A decade later, fortunes have been reversed. Asians have watched the Western financial crisis - including the collapse of Lehman Brothers and staggering government bailouts in the financial sector - with disbelief. The crisis in America spread rapidly to Europe, where governments had to nationalise or inject capital into banks to prevent bankruptcies. Two European countries, Iceland and Hungary, have sought the help of the IMF.

Unlike their Western counterparts a decade ago, no Asian leader or thinker has gloated over the misfortunes of America and Europe. Instead, Asians, led by the Chinese and Japanese, have tried to be helpful where possible and where our help is welcomed. We realise that we live in the same global village, and when the mansions of the two wealthiest families are on fire, the prosperity and security of all are threatened.

So, what lessons can be learnt from these two crises?

# First, be humble and refrain from lecturing. It is always easier to dispense advice than to follow one's own advice. I would respectfully point out that the US did not practise what it preached. It is overleveraged at all levels. Its regulatory structure is weak. Its financial products, especially the securitised products, lack transparency. It has not pursued responsible and prudent macroeconomic policies.

# Second, practise the virtue of thrift and follow the simple rule that one should live within one's means. Thrift has largely disappeared in America. Households save only 2 per cent of their income; the average American household has nine credit cards and a debt of US$17,000 (S$26,000); the US government owes the world more than US$10 trillion. America has become the world's largest debtor nation.

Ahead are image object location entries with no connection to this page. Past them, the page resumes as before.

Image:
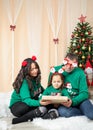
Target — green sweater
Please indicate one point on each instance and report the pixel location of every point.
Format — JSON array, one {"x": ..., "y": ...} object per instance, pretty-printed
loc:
[
  {"x": 78, "y": 90},
  {"x": 53, "y": 91},
  {"x": 26, "y": 96}
]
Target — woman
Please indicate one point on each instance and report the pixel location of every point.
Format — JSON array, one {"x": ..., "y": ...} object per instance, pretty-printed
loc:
[{"x": 24, "y": 103}]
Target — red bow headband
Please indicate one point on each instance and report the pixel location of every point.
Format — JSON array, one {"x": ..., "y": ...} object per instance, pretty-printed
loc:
[{"x": 24, "y": 63}]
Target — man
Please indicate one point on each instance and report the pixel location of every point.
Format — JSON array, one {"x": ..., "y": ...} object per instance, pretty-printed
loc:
[{"x": 76, "y": 86}]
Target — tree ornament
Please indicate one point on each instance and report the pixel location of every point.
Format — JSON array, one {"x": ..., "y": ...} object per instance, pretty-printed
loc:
[
  {"x": 83, "y": 57},
  {"x": 83, "y": 39},
  {"x": 86, "y": 33},
  {"x": 83, "y": 47},
  {"x": 89, "y": 72},
  {"x": 80, "y": 65},
  {"x": 74, "y": 44},
  {"x": 82, "y": 18}
]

# Third, we must find the courage to confront our problems rather than point the finger at scapegoats. Instead of facing up to America's problems of low savings and overconsumption, some US leaders are blaming others. For example, Federal Reserve chairman Ben Bernanke has attributed the current financial crisis to 'global imbalances' and the 'excessive savings' of Asia. Strangely, we Asians get blamed when we have too much debt as well as when we have too much savings.

# Fourth, it is to be hoped that this crisis has diminished the attractiveness of Wall Street's style of capitalism. Unfortunately, that 'greed is good' culture has infected some Asian countries. Excessive pay for senior management, for example, has become fashionable in certain parts of Asia. This is not consistent with our communitarian values or our emphasis on team work and equity.

# Fifth, the latest crisis has reinforced the fact that global economic and financial power is slowly and ineluctably moving east. This makes forums such as the G-7 and G-8 moribund. Without the presence of China and India, these forums do not reflect the realities of our contemporary world.

# Sixth, we must stand united against protectionism. The big lesson from the Great Depression is that protectionism is not the cure. It will lead to trade wars and economic disaster.

The writer is chairman of the Institute of Policy Studies. Think-Tank is a weekly column rotated among eight leading figures in Singapore's tertiary and research institutions. An earlier version of this essay appeared in What Matters, a publication of McKinsey and Company.